Cheapest device for real time tracking to fit to a select few of my company vehicles?

Looking for something like a cheap little android device that takes a sim and uses almost NO battery life just to be able to log in and see where the hell these okes are taking the piss during work hours.

Yes yes they will be informed that we are fitting tracking devices to their vehicles as part of their contract renewals.

(Background)

Yesterday our vehicle is broken into at 16h30 exactly, but today the guy only shows up to work at 14h00 dik babelas.


----------



## Comrad Juju (17/3/17)

boxerulez said:


> Hi Guys
> 
> Cheapest device for real time tracking to fit to a select few of my company vehicles?
> 
> ...



Use one of the tracking company. +-R125 a month and its 24 hour tracking. You can also set up notifications for speeding and if they stop in restricted areas.

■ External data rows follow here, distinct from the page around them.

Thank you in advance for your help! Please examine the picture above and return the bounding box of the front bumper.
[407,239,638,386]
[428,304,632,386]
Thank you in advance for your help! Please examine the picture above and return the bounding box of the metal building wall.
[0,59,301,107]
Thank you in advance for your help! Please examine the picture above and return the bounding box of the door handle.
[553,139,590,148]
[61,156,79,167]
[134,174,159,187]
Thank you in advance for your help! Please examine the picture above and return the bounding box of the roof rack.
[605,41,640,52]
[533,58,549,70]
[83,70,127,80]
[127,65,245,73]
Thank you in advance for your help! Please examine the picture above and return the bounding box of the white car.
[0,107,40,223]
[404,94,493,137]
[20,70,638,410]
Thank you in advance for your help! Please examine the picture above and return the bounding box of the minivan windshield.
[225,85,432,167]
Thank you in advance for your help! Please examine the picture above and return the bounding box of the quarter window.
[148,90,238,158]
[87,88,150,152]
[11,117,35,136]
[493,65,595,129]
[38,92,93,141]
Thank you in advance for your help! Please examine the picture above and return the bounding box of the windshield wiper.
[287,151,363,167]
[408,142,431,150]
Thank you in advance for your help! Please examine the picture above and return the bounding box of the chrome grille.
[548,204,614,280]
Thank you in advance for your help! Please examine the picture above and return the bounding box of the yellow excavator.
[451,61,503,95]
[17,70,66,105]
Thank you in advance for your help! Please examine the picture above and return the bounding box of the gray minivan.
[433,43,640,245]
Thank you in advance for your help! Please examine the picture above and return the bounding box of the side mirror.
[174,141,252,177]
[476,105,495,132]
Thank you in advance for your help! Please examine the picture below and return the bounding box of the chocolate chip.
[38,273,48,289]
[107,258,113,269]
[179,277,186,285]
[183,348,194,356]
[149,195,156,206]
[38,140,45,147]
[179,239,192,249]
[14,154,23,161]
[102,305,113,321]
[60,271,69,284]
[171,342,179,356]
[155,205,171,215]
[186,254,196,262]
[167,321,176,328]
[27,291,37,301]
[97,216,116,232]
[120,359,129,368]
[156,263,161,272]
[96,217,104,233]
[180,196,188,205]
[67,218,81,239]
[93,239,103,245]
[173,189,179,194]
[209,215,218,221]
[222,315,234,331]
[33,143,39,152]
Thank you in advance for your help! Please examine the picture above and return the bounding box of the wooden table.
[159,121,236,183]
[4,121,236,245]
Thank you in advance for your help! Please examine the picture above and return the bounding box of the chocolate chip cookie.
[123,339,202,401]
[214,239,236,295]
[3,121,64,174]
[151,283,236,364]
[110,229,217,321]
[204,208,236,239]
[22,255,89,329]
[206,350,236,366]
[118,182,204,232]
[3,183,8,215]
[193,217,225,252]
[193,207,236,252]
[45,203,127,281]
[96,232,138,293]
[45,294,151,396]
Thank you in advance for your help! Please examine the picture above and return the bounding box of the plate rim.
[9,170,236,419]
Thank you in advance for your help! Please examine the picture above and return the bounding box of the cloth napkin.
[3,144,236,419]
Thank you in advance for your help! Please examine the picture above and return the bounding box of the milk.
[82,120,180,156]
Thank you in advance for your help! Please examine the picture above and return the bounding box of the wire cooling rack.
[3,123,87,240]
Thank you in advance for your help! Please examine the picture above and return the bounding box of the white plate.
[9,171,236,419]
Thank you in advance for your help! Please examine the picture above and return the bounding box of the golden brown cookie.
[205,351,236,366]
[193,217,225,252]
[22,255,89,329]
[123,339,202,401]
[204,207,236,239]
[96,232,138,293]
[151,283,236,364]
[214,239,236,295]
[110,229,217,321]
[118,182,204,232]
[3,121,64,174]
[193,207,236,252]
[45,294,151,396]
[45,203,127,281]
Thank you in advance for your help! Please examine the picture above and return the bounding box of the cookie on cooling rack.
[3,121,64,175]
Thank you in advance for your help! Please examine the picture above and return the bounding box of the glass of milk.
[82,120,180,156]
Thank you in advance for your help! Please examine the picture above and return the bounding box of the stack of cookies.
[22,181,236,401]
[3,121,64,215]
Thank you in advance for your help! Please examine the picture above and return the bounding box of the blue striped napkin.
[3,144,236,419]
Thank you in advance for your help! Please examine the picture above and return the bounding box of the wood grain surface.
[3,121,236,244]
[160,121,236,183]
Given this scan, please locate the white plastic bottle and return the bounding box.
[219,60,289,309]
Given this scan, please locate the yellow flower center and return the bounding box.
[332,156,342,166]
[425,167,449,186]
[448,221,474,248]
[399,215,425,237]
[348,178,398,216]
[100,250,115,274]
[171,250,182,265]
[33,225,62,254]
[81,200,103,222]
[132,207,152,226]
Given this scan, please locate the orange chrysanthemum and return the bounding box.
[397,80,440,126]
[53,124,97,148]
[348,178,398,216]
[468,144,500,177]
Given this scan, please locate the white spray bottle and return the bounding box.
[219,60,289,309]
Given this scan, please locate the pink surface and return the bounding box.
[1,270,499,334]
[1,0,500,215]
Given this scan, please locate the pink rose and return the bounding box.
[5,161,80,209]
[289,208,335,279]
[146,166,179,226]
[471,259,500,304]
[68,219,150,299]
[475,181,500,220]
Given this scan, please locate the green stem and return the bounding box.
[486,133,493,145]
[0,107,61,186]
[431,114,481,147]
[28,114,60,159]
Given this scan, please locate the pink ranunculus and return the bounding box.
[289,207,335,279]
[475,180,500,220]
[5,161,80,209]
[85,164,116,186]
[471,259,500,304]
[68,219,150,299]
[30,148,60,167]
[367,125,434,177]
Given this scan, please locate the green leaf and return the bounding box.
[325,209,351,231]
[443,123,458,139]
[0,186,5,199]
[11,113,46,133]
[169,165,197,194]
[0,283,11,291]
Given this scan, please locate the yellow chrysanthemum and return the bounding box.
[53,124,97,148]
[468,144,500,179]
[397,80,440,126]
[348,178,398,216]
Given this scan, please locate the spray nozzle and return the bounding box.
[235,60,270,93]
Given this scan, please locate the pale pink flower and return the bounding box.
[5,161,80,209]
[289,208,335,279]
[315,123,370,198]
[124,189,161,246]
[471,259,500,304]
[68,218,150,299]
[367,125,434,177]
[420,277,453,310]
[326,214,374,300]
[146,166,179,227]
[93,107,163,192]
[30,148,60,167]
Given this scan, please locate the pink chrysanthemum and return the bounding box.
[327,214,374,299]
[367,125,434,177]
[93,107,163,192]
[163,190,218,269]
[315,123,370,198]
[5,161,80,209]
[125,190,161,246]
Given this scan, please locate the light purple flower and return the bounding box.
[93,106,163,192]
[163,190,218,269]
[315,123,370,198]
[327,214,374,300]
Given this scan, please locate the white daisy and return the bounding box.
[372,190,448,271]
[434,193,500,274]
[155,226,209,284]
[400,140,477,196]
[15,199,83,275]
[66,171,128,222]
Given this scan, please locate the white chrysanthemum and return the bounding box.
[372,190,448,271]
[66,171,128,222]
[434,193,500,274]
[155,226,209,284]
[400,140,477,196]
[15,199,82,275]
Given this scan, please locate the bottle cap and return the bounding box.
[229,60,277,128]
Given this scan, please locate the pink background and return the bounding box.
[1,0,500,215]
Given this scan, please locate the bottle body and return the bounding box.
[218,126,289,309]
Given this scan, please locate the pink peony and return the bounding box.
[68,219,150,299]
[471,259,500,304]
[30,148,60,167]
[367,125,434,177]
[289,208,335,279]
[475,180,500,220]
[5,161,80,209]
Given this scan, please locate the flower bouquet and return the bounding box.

Just stay away from matrix/ mix telematics as they are totally useless.


Sent from my iPhone using Tapatalk


----------



## Cespian (22/3/17)

C-Track or Tracker. I worked in the Telemetry industry for about 6 years (until about 2 years ago) and can say for sure that:

Netstar's units are as good as door stoppers
Mix Telematics focuses on big fleets with big trucks hence costly for a decent unit
Global Telematics (now PointerSA) also focuses on big fleets and costly for decent units

If you are cash strung, consider Bidtrack (from Bidvest) however, the cost will not be too far off from C-Track. All 3 of the preferred companies uses GPS over GPRS/GSM technologies rather than the shitty Scatter GPS that Mix telematics came out with on their low range units and the even worse RF Beacon tech that Netstar used. Just ask them for a unit that has user inputs and request a Quote to connect your car alarm system (probably connected to the siren with a 2 to 5 second debounce/delay) and you can get notified of break-ins too. 

Prices range between R140 to R350 p/m p/p depending on your requirements.


----------



## Comrad Juju (22/3/17)

Can I disagree and say we have a small fleet of 13 vehicles with mix and we pay R125 a month per vehicle


My main problem with them is the gps units/ imobilizers pops fuses and it takes ages for them to come out and sort the problem. Has happened to 5 of our vehicles to date and was installed by different technicians.

All different types of vehicles- ford, Hino, Isuzu, Mazda 


Sent from my iPhone using Tapatalk


----------